Oil firms seek higher margins amid rising costs

In a letter to OGRA, Oil Marketing Association of Pakistan proposes revised margin of Rs19.52 per litre citing operational challenges and financial strain 

Oil marketing companies (OMCs) have approached the Oil & Gas Regulatory Authority (OGRA) to request an increase in their margins up to Rs 19.52 per litre for petrol and diesel, attributing the need to critical operational challenges and escalating financial pressures.

As per news reports, in a formal letter to the Chairperson of OGRA, the Oil Marketing Association of Pakistan (OMAP) stressed the regulated nature of the industry and the necessity for margins that reflect licensing conditions and operational realities, while ensuring reasonable returns to shareholders.

OMAP detailed several ongoing challenges that have pushed the petroleum sector to the brink, warning of potentially severe consequences if these issues remain unaddressed. According to the association, the cost of maintaining a 20-day stock is approximately Rs3.45 per litre, exacerbated by mandatory minimum stock requirements that add about Rs1.50 per litre.

The association further noted a significant increase in LC confirmation costs over the past year, which has surged by 6-10% for imports, adding an estimated Rs1.61 per litre to costs. This rise is based on a 60-day LC at an import value of Rs200 per litre, assuming half of the imports are affected.

Additional financial burdens include a turnover tax of 0.5%, contributing about Rs1.37 per litre to operational costs. Demurrage charges related to foreign exchange rate fluctuations also add approximately Rs0.5 per litre.

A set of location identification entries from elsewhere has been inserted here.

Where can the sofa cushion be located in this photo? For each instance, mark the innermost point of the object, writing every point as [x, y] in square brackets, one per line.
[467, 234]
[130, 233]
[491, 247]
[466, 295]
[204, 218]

OMCs are also dealing with higher operating expenses across selling, marketing, and administration due to inflation, high energy costs, and increased utility expenses. These expenses amount to an estimated Rs5.65 per litre sold. 

The financial strain is compounded by substantial funds tied up in IFEM, creating a liquidity crunch and incurring an extra cost of approximately Rs0.75 per litre. Delays in sales tax adjustments and increased handling costs add about Rs0.90 and Rs1.25 per litre sold, respectively.

To address these challenges, OMAP has proposed a revised OMC margin of Rs19.52 per litre, arguing that this adjustment is essential for the sustainability and operational efficiency of OMCs in Pakistan.